🤖 AI Summary
Tracking fast-moving objects (FMOs) remains a challenging problem in computer vision. This paper introduces FMOX—the first standardized JSON metadata framework specifically designed for FMO tracking—unifying four open-source datasets and enriching annotations with fine-grained attributes such as object size, thereby enabling consistent cross-dataset evaluation. Leveraging FMOX, we systematically benchmark EfficientTAM, an efficient foundation model, and demonstrate its competitive performance against task-specific traditional pipelines under the trajectory intersection over union (TIoU) metric, validating the promise of foundation models for FMO tracking.
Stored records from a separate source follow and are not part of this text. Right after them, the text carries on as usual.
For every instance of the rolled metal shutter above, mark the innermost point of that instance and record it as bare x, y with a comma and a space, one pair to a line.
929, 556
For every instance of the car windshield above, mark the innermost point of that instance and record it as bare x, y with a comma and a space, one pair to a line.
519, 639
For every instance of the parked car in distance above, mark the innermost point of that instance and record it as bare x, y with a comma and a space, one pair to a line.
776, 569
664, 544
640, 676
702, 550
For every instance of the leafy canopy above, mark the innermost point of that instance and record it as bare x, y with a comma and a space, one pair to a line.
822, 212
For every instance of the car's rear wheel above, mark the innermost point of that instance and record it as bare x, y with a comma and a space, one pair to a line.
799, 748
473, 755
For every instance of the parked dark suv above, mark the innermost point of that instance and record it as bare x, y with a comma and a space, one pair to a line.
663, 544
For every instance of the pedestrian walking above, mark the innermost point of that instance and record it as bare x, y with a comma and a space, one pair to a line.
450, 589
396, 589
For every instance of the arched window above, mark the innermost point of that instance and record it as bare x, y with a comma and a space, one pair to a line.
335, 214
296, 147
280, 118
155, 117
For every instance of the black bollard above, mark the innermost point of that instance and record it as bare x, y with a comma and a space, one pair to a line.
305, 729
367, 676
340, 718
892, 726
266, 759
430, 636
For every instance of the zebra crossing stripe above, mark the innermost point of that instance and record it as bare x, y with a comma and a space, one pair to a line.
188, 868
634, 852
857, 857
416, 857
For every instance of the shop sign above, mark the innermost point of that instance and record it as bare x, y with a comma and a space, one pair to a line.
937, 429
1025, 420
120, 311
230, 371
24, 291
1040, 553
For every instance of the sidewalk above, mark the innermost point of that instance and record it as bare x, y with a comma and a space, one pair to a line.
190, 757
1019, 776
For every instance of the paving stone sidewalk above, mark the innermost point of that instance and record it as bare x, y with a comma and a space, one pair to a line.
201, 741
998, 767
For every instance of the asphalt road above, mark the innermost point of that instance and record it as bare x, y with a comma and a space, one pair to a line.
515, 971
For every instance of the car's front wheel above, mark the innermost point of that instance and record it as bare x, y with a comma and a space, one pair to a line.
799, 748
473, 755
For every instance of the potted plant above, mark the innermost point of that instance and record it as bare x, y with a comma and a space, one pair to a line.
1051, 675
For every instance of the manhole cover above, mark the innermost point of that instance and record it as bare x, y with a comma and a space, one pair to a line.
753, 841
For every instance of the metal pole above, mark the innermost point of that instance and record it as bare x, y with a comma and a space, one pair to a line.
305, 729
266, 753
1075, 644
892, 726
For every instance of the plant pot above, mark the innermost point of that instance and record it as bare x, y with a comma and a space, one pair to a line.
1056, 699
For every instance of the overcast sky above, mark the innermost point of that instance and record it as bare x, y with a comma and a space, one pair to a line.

Key contributions include: (1) the first structured metadata specification for FMO image sequences; (2) the FMOX annotation schema, enhanced with object-scale information; and (3) full open-sourcing of code and annotations, significantly improving reproducibility and fair model comparison in small-object tracking research.
📝 Abstract
Fast and tiny object tracking remains a challenge in computer vision and in this paper we first introduce a JSON metadata file associated with four open source datasets of Fast Moving Objects (FMOs) image sequences. In addition, we extend the description of the FMOs datasets with additional ground truth information in JSON format (called FMOX) with object size information. Finally we use our FMOX file to test a recently proposed foundational model for tracking (called EfficientTAM) showing that its performance compares well with the pipelines originally taylored for these FMO datasets. Our comparison of these state-of-the-art techniques on FMOX is provided with Trajectory Intersection of Union (TIoU) scores. The code and JSON is shared open source allowing FMOX to be accessible and usable for other machine learning pipelines aiming to process FMO datasets.